Show that the principal unit normal vector \(\mathbf{N}(t)\) of the helix \begin{equation*} \mathbf{r}(t)=\cos t\mathbf{i}+\sin t\mathbf{j}+t\mathbf{k} \end{equation*}
is orthogonal to the \(z\)-axis.
Then the unit tangent vector is \(\mathbf{T}(t)=\dfrac{\mathbf{r}^{\prime }(t)}{||\mathbf{r}^{\prime }(t)||}=\dfrac{-\!\sin t\mathbf{i}+\cos t\mathbf{j}+\mathbf{k}}{\sqrt{2}}.\)

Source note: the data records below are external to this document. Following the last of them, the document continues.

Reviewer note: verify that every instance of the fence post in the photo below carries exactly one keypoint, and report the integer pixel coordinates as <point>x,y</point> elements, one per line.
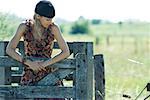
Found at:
<point>87,49</point>
<point>5,78</point>
<point>99,77</point>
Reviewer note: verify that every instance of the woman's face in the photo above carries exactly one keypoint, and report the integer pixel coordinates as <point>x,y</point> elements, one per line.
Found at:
<point>45,22</point>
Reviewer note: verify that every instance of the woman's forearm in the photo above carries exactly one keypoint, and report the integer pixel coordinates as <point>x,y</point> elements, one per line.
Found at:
<point>57,58</point>
<point>12,53</point>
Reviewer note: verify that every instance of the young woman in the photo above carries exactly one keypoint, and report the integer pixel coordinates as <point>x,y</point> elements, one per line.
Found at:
<point>38,34</point>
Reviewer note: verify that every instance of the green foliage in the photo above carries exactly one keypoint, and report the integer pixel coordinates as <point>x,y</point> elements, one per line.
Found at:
<point>8,25</point>
<point>96,21</point>
<point>81,26</point>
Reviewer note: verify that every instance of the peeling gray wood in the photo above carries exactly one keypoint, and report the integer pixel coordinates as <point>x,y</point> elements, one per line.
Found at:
<point>37,92</point>
<point>7,62</point>
<point>81,78</point>
<point>99,77</point>
<point>52,78</point>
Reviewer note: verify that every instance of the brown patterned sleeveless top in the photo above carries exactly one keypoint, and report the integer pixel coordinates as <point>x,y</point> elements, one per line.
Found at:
<point>38,48</point>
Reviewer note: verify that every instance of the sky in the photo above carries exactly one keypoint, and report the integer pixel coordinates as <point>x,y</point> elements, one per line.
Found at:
<point>113,10</point>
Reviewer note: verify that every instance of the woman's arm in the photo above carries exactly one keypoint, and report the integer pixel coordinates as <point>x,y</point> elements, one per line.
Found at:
<point>62,45</point>
<point>11,47</point>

Since \[ \begin{equation*} \mathbf{T}^{\prime} (t)=\dfrac{-\!\cos t\mathbf{i}-\sin t\mathbf{j}}{\sqrt{2} }\qquad \hbox{and}\qquad \left\Vert \mathbf{T}^{\prime }(t)\right\Vert =\sqrt{ \left( -\dfrac{\cos t}{\sqrt{2}}\right) ^{2}+\left( -\dfrac{\sin t}{\sqrt{2}} \right) ^{2}}=\dfrac{1}{\sqrt{2}} \end{equation*} \]
we have \begin{equation*} \mathbf{N}(t)=\dfrac{\mathbf{T}^{\prime} (t)}{\left\Vert \mathbf{T}^{\prime} (t)\right\Vert }=-\!\cos t\mathbf{i}-\sin t\mathbf{j} \end{equation*}
Since the direction of the \(z\)-axis is \(\mathbf{k}\), it follows that \(\mathbf{N}(t)\,{\cdot}\, \mathbf{k}=0\) for all \(t.\) So, \(\mathbf{N}(t)\) is always orthogonal to the \(z\)-axis, as shown in Figure 14.